Visitare la parte antica, nota come “Presepe di Roccia”, è un tuffo nella memoria e nel sacrificio. Questo luogo è stato testimone di tragici eventi durante la Seconda Guerra Mondiale, e oggi il silenzio che avvolge le sue strade è un tributo alla resilienza del popolo abruzzese. Dalla sommità del borgo, la vista spazia a 360 gradi: da un lato la maestosa parete orientale della Majella, dall’altro la valle che digrada dolcemente verso il mare Adriatico. In primavera, i prati circostanti sono punteggiati di fiori selvatici e il profumo dell’erba fresca rende l’esplorazione ancora più piacevole. Gessopalena non è solo un luogo da vedere, ma un luogo da ascoltare, dove ogni pietra racconta storie di vita contadina, di guerra e di rinascita. È una tappa obbligatoria per chi cerca l’anima vera e meno patinata dell’Abruzzo.
3. Roccascalegna: Il Castello Sospeso nel Vuoto
L’ultima tappa del nostro viaggio ci porta a Roccascalegna, uno dei borghi più scenografici d’Italia. Man mano che vi avvicinate in auto, vedrete apparire all’improvviso, su uno sperone di roccia arenaria, il celebre Castello Medievale. Sembra quasi che la struttura sia in procinto di scivolare nel vuoto, una sfida alle leggi della gravità che lascia senza parole. Il castello è raggiungibile attraverso una salita a piedi, un piccolo sforzo ampiamente ricompensato dalla bellezza del panorama e dal fascino delle leggende che aleggiano tra le sue mura.
La più famosa è quella della “Ius Primae Noctis” e del fantasma del Barone De Corvis, la cui impronta della mano insanguinata, si dice, appaia ancora oggi sulle pareti.
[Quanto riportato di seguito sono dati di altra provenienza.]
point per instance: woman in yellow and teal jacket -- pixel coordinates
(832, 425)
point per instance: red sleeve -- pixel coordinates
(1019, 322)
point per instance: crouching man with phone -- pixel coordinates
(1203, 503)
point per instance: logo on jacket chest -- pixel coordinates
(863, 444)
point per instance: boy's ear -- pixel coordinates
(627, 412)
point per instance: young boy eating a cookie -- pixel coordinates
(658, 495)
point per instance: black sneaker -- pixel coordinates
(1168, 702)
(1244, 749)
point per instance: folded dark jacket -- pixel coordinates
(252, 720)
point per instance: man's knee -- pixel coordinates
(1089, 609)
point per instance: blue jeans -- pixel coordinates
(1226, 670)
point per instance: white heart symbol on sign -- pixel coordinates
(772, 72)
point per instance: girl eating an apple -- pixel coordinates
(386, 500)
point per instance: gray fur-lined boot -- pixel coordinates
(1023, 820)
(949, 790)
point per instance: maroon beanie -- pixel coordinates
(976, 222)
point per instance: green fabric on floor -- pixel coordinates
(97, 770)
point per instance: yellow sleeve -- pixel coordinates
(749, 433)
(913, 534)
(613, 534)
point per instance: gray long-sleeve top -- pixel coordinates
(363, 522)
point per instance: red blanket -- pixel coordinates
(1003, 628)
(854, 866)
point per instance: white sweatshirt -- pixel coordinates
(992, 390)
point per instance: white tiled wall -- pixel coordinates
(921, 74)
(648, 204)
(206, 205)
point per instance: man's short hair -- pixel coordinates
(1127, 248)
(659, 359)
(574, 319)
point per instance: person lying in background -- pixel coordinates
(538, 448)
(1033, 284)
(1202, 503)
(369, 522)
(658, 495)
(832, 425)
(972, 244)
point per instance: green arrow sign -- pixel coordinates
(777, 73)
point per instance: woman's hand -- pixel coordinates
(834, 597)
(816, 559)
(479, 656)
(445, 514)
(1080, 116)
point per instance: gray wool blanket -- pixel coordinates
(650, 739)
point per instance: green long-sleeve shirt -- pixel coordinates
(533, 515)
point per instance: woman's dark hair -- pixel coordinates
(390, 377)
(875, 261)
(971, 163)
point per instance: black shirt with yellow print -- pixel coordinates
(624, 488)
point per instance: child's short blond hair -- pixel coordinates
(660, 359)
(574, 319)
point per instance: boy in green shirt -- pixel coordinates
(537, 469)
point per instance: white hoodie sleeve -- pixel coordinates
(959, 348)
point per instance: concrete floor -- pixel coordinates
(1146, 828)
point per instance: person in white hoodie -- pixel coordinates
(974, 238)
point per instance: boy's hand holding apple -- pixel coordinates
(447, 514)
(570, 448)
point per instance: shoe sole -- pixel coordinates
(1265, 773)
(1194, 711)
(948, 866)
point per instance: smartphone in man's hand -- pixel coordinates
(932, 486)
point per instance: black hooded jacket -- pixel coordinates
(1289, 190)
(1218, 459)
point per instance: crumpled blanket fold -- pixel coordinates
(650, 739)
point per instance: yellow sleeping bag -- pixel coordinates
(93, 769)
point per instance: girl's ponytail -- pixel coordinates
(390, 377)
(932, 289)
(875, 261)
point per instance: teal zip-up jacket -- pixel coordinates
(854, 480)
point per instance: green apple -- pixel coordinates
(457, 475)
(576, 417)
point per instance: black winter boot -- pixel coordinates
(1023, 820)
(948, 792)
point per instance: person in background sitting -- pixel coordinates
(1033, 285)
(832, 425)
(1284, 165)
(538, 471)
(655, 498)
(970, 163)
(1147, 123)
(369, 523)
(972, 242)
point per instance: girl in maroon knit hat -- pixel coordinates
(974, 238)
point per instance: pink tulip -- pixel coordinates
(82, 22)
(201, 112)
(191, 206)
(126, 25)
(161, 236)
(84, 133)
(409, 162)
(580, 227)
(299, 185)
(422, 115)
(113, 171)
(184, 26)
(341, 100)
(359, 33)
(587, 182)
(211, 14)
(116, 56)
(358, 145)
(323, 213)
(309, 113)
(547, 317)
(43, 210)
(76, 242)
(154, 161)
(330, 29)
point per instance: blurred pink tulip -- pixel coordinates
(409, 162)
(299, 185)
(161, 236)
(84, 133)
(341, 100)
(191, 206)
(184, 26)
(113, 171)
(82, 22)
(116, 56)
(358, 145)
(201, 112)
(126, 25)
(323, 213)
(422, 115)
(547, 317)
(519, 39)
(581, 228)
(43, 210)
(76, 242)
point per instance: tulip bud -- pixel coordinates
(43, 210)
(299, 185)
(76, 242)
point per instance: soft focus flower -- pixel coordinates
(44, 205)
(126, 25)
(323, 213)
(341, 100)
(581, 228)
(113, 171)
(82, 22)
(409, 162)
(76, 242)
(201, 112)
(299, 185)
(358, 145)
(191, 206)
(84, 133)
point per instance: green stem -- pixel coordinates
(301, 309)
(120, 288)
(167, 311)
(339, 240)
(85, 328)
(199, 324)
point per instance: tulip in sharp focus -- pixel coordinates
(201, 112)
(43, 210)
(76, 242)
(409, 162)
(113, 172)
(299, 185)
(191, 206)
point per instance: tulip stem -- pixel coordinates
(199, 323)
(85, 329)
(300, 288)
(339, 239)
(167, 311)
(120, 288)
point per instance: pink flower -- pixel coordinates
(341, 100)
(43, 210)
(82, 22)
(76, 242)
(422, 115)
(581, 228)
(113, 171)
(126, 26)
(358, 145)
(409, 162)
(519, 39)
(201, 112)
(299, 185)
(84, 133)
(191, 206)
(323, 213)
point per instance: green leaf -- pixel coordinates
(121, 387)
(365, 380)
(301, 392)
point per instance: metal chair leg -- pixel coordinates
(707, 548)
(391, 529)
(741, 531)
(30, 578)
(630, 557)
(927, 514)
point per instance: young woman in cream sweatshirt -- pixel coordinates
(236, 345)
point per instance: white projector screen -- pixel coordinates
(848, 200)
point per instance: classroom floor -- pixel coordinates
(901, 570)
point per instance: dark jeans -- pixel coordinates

All’interno, potrete visitare le torri, le prigioni e una sala dedicata alle macchine da guerra medievali, ricostruite con grande maestria. Al calar del sole, in primavera, il cielo si tinge di sfumature pastello e il castello viene illuminato, trasformandosi in un luogo da fiaba. La vista sulla Val di Sangro è impareggiabile e vi permetterà di abbracciare con lo sguardo gran parte del percorso fatto durante la giornata. Per approfondimenti sugli orari e gli eventi, potete consultare il sito ufficiale del Castello di Roccascalegna. È la degna conclusione di un tour che celebra la verticalità e la storia di questa terra straordinaria.
Riassunto dell’Itinerario
In un solo giorno, abbiamo attraversato tre mondi: la forza primordiale delle Gole di San Martino, l’eterea trasparenza di Gessopalena e l’audacia architettonica di Roccascalegna. Questo itinerario è un concentrato di emozioni, ideale per chi ha poco tempo ma vuole vivere l’Abruzzo più autentico.
L’Abruzzo vi aspetta per regalarvi scorci che restano impressi nel cuore. Siete pronti a partire per questo viaggio tra i tesori della Majella? Non rimandate: la primavera è il momento perfetto per lasciarsi incantare!